Against my son and his friend (both 14), I took Prussia as usual. My early draws were weak in Diamonds, but strong elsewhere. I set up against Austria in Clubs, Russia in Spades, and France in Hearts. As usual, I moved Frederick and Winterfeldt southwest to threaten Hildburghausen and French supply.
Russia made the first strong move. Deploying Ehrensvard most effectively, it was not stopped until reaching Neudamm. France pressured Madgeburg but could not break through. I defended Austria in lower Silesia (at Lublinitz and Cosel), intending to extend Austria's battlefield. She failed to mount even a serious attack, presumably from lack of Clubs.
At midgame, however, Austria shifted three generals west to Leipzig. I had Frederick guarding Clubs at Naumburg, but could not maintain supply. Austria proceeded to play for Imperial victory harder than I have ever seen. I rushed Keith back from the west, but had appreciated the threat at Leipzig a turn too late and conceded on Turn 21 to the Empire on Turn 21 (for Elisabeth).

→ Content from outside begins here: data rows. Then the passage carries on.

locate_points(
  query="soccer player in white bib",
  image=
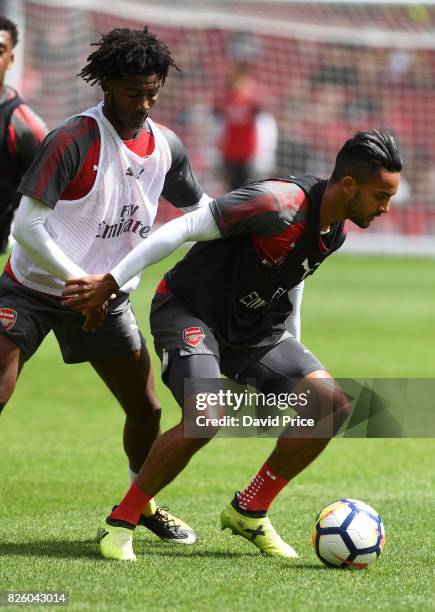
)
(259, 242)
(88, 199)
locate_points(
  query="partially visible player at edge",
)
(89, 198)
(21, 132)
(229, 317)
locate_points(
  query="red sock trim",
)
(132, 506)
(260, 493)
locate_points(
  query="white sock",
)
(132, 475)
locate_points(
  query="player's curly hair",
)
(364, 152)
(124, 51)
(6, 25)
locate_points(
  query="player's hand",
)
(89, 292)
(94, 318)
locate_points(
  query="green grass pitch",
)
(62, 467)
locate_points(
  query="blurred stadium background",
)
(322, 70)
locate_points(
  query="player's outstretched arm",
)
(91, 291)
(29, 231)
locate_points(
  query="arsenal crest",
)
(8, 318)
(193, 336)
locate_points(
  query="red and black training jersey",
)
(271, 241)
(21, 132)
(66, 165)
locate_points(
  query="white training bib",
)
(98, 230)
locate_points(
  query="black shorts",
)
(27, 316)
(177, 332)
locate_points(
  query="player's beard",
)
(354, 214)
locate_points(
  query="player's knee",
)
(341, 409)
(193, 445)
(144, 411)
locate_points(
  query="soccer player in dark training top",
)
(223, 309)
(89, 197)
(21, 132)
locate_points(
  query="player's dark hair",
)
(124, 51)
(6, 25)
(363, 153)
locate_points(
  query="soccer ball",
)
(348, 534)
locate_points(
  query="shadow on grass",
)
(88, 549)
(77, 549)
(80, 549)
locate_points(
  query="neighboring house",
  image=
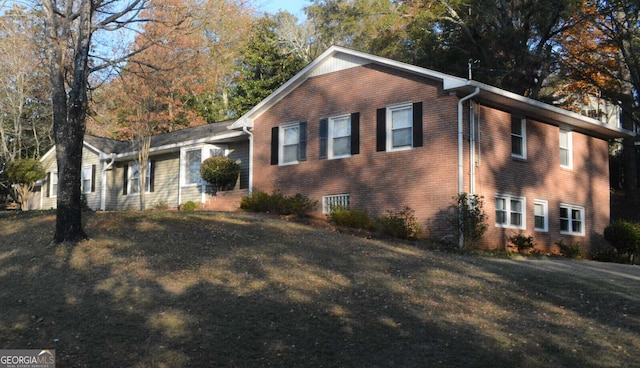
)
(378, 135)
(111, 180)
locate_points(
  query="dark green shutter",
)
(381, 129)
(355, 133)
(302, 142)
(274, 145)
(417, 124)
(324, 133)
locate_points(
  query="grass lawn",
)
(176, 289)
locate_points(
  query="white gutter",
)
(103, 183)
(246, 130)
(461, 159)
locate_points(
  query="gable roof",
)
(166, 142)
(338, 58)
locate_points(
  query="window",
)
(332, 201)
(510, 212)
(340, 136)
(133, 184)
(541, 215)
(518, 137)
(292, 147)
(87, 179)
(53, 184)
(399, 127)
(566, 149)
(571, 219)
(193, 159)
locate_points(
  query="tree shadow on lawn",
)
(251, 291)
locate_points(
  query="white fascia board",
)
(176, 146)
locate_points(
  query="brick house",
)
(380, 135)
(111, 179)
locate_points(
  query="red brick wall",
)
(425, 178)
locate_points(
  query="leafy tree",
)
(263, 67)
(23, 174)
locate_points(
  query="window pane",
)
(402, 137)
(342, 146)
(291, 135)
(401, 118)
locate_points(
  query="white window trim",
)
(53, 193)
(281, 143)
(389, 125)
(523, 214)
(82, 178)
(545, 209)
(330, 136)
(570, 208)
(569, 148)
(131, 164)
(523, 127)
(205, 153)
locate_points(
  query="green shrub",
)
(222, 172)
(298, 205)
(469, 218)
(356, 219)
(571, 250)
(401, 224)
(189, 206)
(624, 236)
(524, 244)
(606, 254)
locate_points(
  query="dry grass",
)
(169, 289)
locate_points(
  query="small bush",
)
(298, 205)
(161, 206)
(356, 219)
(189, 206)
(222, 172)
(624, 236)
(607, 254)
(401, 224)
(524, 244)
(571, 250)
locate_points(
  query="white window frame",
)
(332, 136)
(509, 212)
(53, 184)
(281, 145)
(568, 148)
(147, 185)
(336, 199)
(522, 136)
(205, 153)
(86, 177)
(389, 126)
(570, 211)
(545, 214)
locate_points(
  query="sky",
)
(292, 6)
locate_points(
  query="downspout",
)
(246, 130)
(103, 183)
(460, 157)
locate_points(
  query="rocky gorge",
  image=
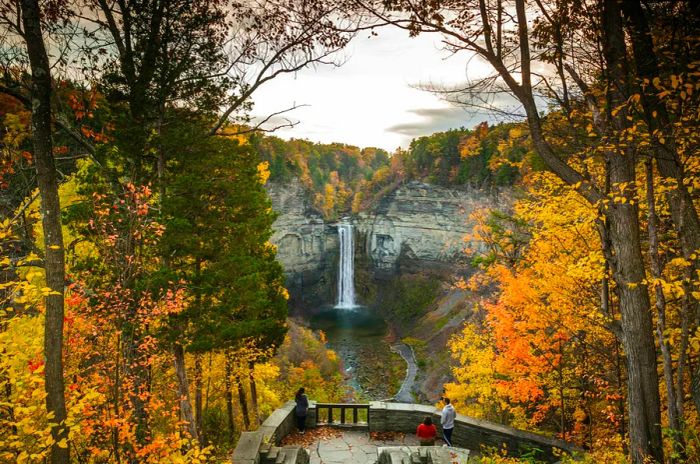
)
(416, 228)
(408, 250)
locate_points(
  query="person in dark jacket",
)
(426, 432)
(301, 408)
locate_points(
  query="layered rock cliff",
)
(416, 227)
(307, 246)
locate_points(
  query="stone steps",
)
(270, 454)
(419, 455)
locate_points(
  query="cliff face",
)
(419, 225)
(307, 246)
(415, 228)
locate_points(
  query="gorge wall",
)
(416, 227)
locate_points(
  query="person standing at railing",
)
(426, 432)
(301, 409)
(447, 420)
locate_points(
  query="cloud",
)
(437, 119)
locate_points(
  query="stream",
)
(360, 338)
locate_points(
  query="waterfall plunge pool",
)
(360, 337)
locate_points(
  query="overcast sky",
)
(370, 101)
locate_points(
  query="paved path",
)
(404, 395)
(354, 446)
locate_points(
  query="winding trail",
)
(404, 394)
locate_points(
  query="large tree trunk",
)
(183, 388)
(243, 402)
(628, 272)
(51, 222)
(229, 397)
(683, 212)
(674, 420)
(253, 393)
(198, 396)
(628, 266)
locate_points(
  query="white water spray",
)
(346, 268)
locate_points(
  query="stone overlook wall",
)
(469, 433)
(416, 226)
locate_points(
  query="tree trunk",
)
(229, 397)
(628, 266)
(198, 395)
(51, 222)
(253, 393)
(674, 421)
(243, 402)
(684, 215)
(183, 388)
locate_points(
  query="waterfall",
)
(346, 270)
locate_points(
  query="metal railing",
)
(345, 413)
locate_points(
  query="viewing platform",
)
(383, 433)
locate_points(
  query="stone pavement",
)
(333, 446)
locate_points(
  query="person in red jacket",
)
(426, 432)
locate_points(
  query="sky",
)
(371, 100)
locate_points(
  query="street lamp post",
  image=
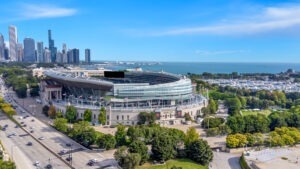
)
(12, 152)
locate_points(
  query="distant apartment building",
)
(6, 53)
(13, 40)
(29, 50)
(70, 56)
(40, 52)
(52, 48)
(75, 56)
(59, 57)
(64, 54)
(87, 56)
(2, 48)
(47, 55)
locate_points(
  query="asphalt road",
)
(25, 156)
(56, 141)
(224, 160)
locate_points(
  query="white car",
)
(64, 151)
(37, 163)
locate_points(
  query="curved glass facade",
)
(181, 89)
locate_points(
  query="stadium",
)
(123, 94)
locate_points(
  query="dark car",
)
(69, 158)
(49, 166)
(90, 163)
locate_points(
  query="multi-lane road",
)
(26, 156)
(49, 147)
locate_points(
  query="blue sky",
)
(163, 30)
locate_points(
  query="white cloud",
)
(33, 11)
(268, 19)
(218, 52)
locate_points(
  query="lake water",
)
(183, 68)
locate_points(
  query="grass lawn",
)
(253, 112)
(184, 163)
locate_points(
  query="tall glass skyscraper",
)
(87, 56)
(40, 52)
(13, 40)
(29, 50)
(2, 48)
(52, 48)
(20, 52)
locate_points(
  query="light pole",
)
(12, 152)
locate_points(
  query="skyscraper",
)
(64, 54)
(6, 53)
(20, 52)
(29, 50)
(13, 40)
(47, 55)
(87, 56)
(2, 48)
(59, 57)
(70, 56)
(40, 52)
(75, 53)
(52, 48)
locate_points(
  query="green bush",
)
(243, 163)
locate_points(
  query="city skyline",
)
(191, 31)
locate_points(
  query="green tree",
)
(21, 90)
(175, 167)
(234, 105)
(145, 117)
(236, 140)
(127, 160)
(191, 136)
(102, 116)
(187, 117)
(139, 147)
(212, 106)
(131, 161)
(163, 147)
(7, 165)
(87, 115)
(59, 114)
(52, 112)
(61, 124)
(83, 133)
(200, 152)
(71, 114)
(106, 141)
(120, 135)
(34, 91)
(236, 124)
(212, 122)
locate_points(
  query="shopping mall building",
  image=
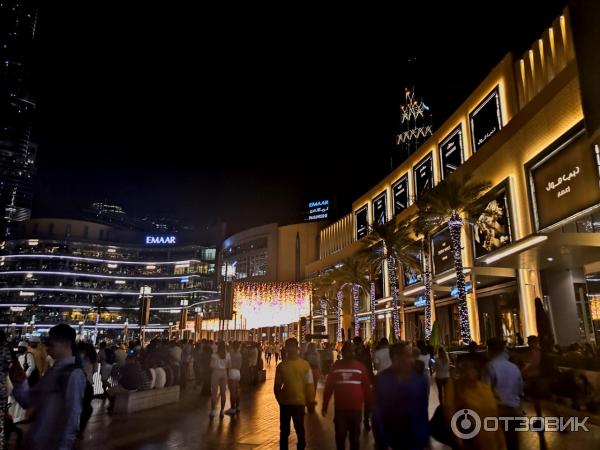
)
(527, 131)
(97, 276)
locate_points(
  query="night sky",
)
(209, 115)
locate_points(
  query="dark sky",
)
(244, 115)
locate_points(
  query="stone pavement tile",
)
(186, 425)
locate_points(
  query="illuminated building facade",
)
(265, 266)
(524, 130)
(91, 274)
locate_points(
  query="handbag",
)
(439, 428)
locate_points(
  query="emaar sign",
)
(153, 240)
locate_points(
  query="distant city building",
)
(415, 124)
(17, 106)
(91, 276)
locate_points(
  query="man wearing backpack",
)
(58, 396)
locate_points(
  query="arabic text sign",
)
(451, 152)
(442, 251)
(565, 182)
(486, 120)
(400, 194)
(153, 240)
(423, 173)
(362, 223)
(380, 208)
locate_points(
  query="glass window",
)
(258, 265)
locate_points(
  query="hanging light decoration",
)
(340, 299)
(395, 301)
(427, 280)
(373, 305)
(272, 304)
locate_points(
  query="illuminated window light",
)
(517, 247)
(450, 277)
(93, 275)
(413, 291)
(97, 260)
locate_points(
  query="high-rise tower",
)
(17, 106)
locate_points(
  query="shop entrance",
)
(499, 314)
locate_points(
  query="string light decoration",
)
(595, 307)
(373, 307)
(356, 306)
(272, 304)
(454, 226)
(427, 280)
(395, 303)
(340, 299)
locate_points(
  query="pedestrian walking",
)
(505, 379)
(349, 382)
(220, 364)
(293, 387)
(400, 411)
(57, 398)
(312, 357)
(5, 361)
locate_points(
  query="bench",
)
(128, 402)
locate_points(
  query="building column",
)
(529, 288)
(388, 325)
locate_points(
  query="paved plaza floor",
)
(186, 425)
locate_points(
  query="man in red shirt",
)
(349, 380)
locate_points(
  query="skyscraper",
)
(17, 106)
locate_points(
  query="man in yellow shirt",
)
(293, 387)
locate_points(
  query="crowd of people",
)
(384, 389)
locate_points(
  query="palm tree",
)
(450, 203)
(373, 262)
(352, 272)
(392, 242)
(324, 293)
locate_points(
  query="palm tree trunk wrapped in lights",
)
(393, 243)
(447, 204)
(396, 322)
(455, 226)
(427, 282)
(373, 306)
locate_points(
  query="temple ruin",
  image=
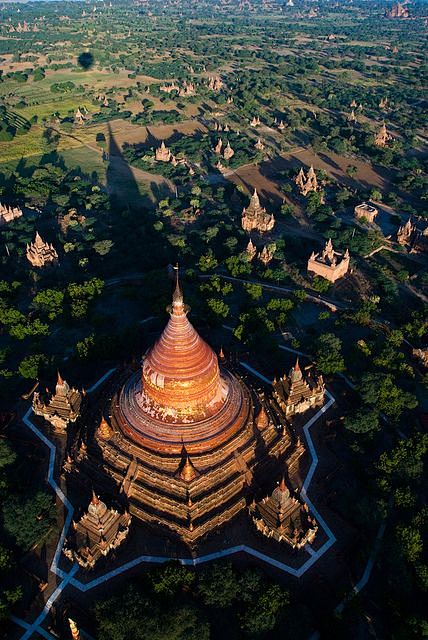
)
(61, 408)
(9, 213)
(96, 533)
(307, 182)
(40, 253)
(366, 212)
(329, 264)
(255, 217)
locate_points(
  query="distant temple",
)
(228, 152)
(250, 251)
(183, 442)
(61, 408)
(215, 84)
(80, 116)
(40, 253)
(284, 518)
(255, 217)
(267, 253)
(188, 89)
(296, 393)
(7, 213)
(382, 137)
(329, 264)
(421, 355)
(307, 183)
(366, 211)
(218, 147)
(412, 238)
(99, 531)
(169, 88)
(162, 153)
(397, 11)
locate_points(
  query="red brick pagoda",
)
(188, 442)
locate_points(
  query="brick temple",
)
(189, 443)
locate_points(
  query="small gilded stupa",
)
(255, 217)
(96, 533)
(59, 408)
(183, 440)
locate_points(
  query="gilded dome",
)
(181, 377)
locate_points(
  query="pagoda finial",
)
(75, 633)
(177, 296)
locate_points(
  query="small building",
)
(329, 264)
(255, 217)
(250, 251)
(382, 137)
(366, 211)
(307, 182)
(421, 355)
(296, 393)
(99, 531)
(266, 254)
(80, 117)
(398, 10)
(40, 253)
(284, 518)
(215, 84)
(162, 153)
(414, 239)
(7, 213)
(61, 408)
(228, 152)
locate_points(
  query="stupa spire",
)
(177, 296)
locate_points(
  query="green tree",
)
(30, 365)
(218, 586)
(50, 302)
(171, 579)
(263, 613)
(329, 354)
(363, 422)
(379, 391)
(133, 615)
(218, 307)
(27, 519)
(255, 291)
(208, 261)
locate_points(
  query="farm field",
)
(257, 169)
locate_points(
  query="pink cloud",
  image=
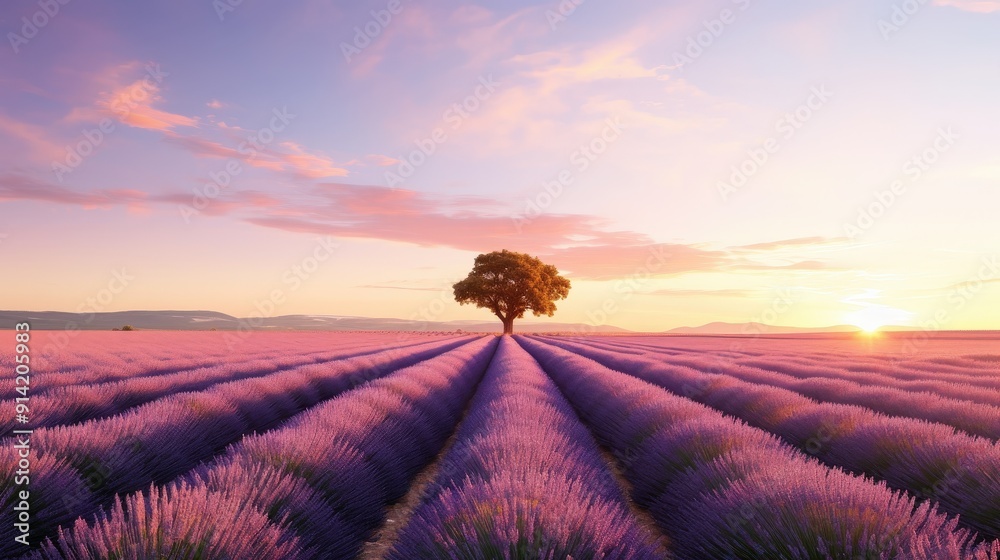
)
(582, 246)
(309, 165)
(977, 6)
(382, 160)
(133, 105)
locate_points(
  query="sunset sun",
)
(873, 317)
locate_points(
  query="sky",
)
(803, 164)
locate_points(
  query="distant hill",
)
(206, 320)
(718, 328)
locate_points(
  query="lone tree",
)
(509, 283)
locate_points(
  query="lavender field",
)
(446, 446)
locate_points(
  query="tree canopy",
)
(510, 284)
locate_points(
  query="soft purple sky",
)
(643, 109)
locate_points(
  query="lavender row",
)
(976, 388)
(976, 419)
(111, 364)
(958, 370)
(314, 489)
(933, 461)
(78, 468)
(78, 403)
(525, 479)
(722, 489)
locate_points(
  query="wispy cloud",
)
(581, 245)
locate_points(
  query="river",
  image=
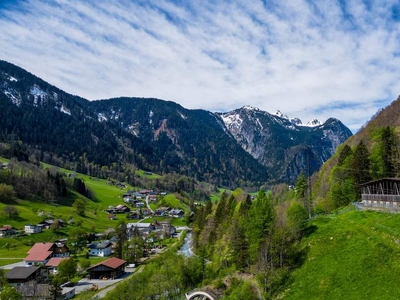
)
(186, 248)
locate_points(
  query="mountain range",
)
(243, 147)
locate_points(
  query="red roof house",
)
(53, 263)
(110, 268)
(40, 253)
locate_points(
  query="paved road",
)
(148, 205)
(10, 266)
(103, 293)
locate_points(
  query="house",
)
(18, 276)
(152, 198)
(177, 213)
(53, 264)
(60, 250)
(6, 230)
(102, 249)
(41, 253)
(134, 216)
(29, 229)
(383, 193)
(142, 228)
(121, 209)
(111, 268)
(47, 223)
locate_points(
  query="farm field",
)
(351, 255)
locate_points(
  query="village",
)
(31, 277)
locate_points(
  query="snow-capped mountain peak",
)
(313, 123)
(249, 107)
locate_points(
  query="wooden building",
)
(111, 269)
(381, 193)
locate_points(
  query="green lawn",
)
(95, 219)
(352, 255)
(149, 176)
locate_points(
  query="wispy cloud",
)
(306, 58)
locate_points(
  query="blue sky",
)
(309, 59)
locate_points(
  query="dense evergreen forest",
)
(339, 181)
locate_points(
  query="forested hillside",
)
(118, 136)
(372, 153)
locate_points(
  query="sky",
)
(308, 59)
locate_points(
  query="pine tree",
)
(360, 166)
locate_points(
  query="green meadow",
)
(349, 255)
(95, 219)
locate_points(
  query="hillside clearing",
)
(352, 255)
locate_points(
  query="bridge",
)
(200, 295)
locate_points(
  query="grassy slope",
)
(95, 217)
(353, 255)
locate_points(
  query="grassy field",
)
(95, 219)
(351, 255)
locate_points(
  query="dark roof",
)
(101, 245)
(55, 261)
(21, 272)
(380, 180)
(39, 252)
(113, 263)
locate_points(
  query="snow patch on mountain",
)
(297, 121)
(150, 116)
(314, 123)
(232, 121)
(14, 96)
(65, 110)
(37, 93)
(182, 115)
(249, 107)
(101, 117)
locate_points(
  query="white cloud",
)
(300, 57)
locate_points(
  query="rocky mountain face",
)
(244, 147)
(284, 145)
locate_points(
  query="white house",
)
(32, 229)
(100, 249)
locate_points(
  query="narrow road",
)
(147, 203)
(103, 293)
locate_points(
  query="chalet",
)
(41, 253)
(134, 216)
(60, 250)
(161, 211)
(119, 209)
(111, 268)
(21, 275)
(381, 193)
(102, 249)
(140, 204)
(30, 229)
(142, 228)
(46, 224)
(137, 195)
(6, 230)
(145, 192)
(152, 198)
(53, 264)
(177, 213)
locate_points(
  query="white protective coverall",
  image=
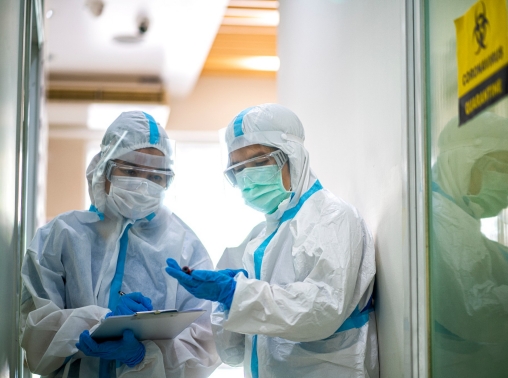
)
(306, 309)
(469, 272)
(69, 267)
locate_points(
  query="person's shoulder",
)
(70, 224)
(325, 204)
(74, 218)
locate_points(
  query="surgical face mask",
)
(493, 195)
(262, 187)
(133, 197)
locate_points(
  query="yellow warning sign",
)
(482, 57)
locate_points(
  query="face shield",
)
(240, 171)
(137, 159)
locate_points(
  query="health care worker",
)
(80, 263)
(296, 297)
(469, 270)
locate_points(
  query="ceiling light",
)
(95, 7)
(100, 116)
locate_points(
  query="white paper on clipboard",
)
(147, 325)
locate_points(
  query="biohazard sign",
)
(482, 57)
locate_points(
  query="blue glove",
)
(205, 284)
(233, 272)
(127, 350)
(130, 303)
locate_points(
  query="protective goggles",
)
(278, 158)
(157, 176)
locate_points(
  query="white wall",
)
(343, 72)
(217, 99)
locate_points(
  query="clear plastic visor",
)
(157, 176)
(278, 158)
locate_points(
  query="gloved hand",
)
(233, 272)
(204, 284)
(127, 350)
(130, 303)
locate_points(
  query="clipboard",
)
(147, 325)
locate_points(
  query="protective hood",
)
(459, 149)
(275, 126)
(129, 132)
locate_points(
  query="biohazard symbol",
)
(480, 29)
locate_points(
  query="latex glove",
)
(204, 284)
(127, 350)
(130, 303)
(233, 272)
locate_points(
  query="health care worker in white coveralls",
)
(295, 299)
(80, 263)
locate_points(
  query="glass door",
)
(468, 220)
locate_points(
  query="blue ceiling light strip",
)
(254, 363)
(237, 125)
(154, 130)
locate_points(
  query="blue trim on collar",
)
(116, 283)
(254, 363)
(237, 125)
(95, 210)
(154, 130)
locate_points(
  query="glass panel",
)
(468, 216)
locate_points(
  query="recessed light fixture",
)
(126, 38)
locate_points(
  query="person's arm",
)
(192, 354)
(231, 345)
(339, 254)
(49, 332)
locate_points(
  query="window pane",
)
(468, 239)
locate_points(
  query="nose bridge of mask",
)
(136, 184)
(257, 175)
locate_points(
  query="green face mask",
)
(493, 196)
(262, 187)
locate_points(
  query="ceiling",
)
(183, 39)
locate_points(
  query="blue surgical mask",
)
(493, 196)
(262, 187)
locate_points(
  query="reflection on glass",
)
(468, 271)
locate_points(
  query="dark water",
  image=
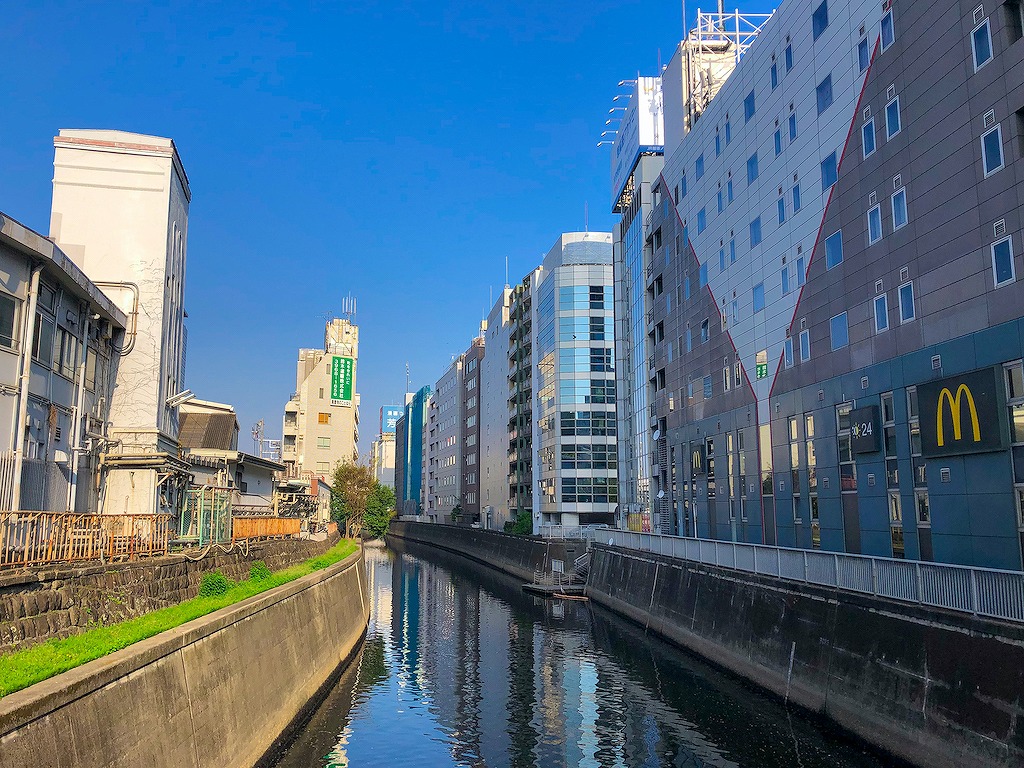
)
(460, 668)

Lord Bute interceded on Turn 9, and, of the first 13 fate cards, Frederick was helped only by Clive (Turn 14). Thus, I could console myself that with the Allied fate cards coming out so late, Prussia was not destined for victory. Nonetheless, if (to paraphrase Kipling) triumph and disaster are just twin imposters of wisdom , what did I learn?
Certainly, the evidence remains unrefuted that Austria is the House of Brandenburg's strongest enemy and must be treated as such throughout. I also continue to beleive that Prussia should wait three turns before choosing the primary defense suit against Austria.
However, I now question Clubs as the choice of that suit. In order to defend Imperial objectives in Clubs Prussia must maintain a difficult supply route. Furthermore, if it does choose Clubs, then I am inclined not to defend lower Silesia, as doing so forfeits much of Prussia's advantage of interior lines of defense.